Warm spring sunshine greeted 34 members of the Field Nats as we arrived at Brimham Rocks in the Nidderdale Area of Outstanding Natural Beauty in North Yorkshire. The Brimham Rocks site, a SSSI owned and managed by the National Trust, displays amazing rock formations of millstone grit that have been sandblasted by fierce winds over millennia, resulting in a fascinating and unique array of weird and wonderful rock shapes. The site is a favourite family destination and was quite busy with visitors when we arrived, but that did not stop a mole from being seen, scurrying across the rocky ground frantically looking for some soil in which to burrow.

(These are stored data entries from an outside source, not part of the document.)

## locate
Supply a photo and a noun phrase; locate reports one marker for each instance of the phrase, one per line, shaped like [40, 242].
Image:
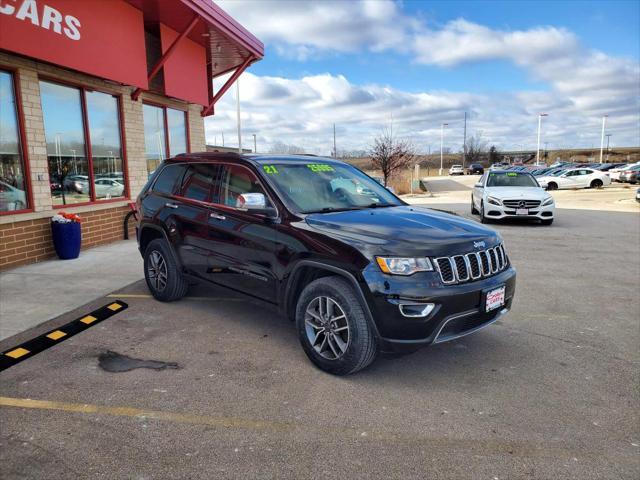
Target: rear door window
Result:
[201, 182]
[169, 179]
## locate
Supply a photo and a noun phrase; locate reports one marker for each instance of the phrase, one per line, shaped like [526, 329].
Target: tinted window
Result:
[169, 179]
[236, 181]
[199, 182]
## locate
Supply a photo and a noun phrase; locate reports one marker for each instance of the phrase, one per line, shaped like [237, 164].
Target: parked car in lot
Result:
[76, 183]
[615, 173]
[107, 187]
[456, 170]
[475, 169]
[11, 198]
[630, 175]
[575, 178]
[505, 194]
[358, 273]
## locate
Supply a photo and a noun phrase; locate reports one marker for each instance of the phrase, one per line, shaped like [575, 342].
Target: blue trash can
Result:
[67, 238]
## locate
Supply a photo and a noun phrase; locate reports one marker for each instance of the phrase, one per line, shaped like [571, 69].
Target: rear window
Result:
[169, 179]
[201, 182]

Jackdaws, rooks and crows flew noisily over the tops of the rocks as we picked our way through the formations. On the edge of the site we were delighted to see tree and buff-tailed bumblebees and a tawny mining bee, a good place to stop for lunch.
We descended across fields (and over some tricky stiles) with glorious views over Nidderdale to reach an attractive wooded valley through which a clear stream burbled and gushed. This was excellent habitat for a good range of flora, including wood sorrel, forget-me-nots, wild garlic, marsh marigold and dog’s mercury, among many others. By the streamside an eagle-eyed member of the party spotted a bee-fly, looking like “a fly in a fur coat with wings of clear cellophane” and a distinctive long nectar-sipping proboscis. Two sorts of fungi, blushing bracket and King Alfred’s cakes, added to the variety of natural history seen.
At one point we passed a field in which a ewe had only just given birth to twin lambs. Both appeared to be doing well, as we passed quietly by.
Eventually we reached the River Nidd itself, flowing through a beautiful intimate wooded valley, where we headed upstream towards Pateley Bridge. The bird list had been growing steadily all day, and now included, amongst about 33 other seen species, dipper, grey wagtail, reed bunting, goldcrest, great spotted woodpecker, bullfinch and great crested grebe. To emphasise that we were now well into spring we also enjoyed seeing some of our regular summer visitors such as swallow, chiffchaff and willow warbler, the latter two singing their hearts out as they established their territories and looked for a mate. A roe deer put in a fleeting appearance to widen the range of species seen even more.
At last we reached the charming small town of Pateley Bridge, where there was just time to enjoy a welcome cup of tea and cake before boarding the coach for the journey home. It had been a thoroughly enjoyable day of natural history in sparkling spring sunshine in delightful countryside.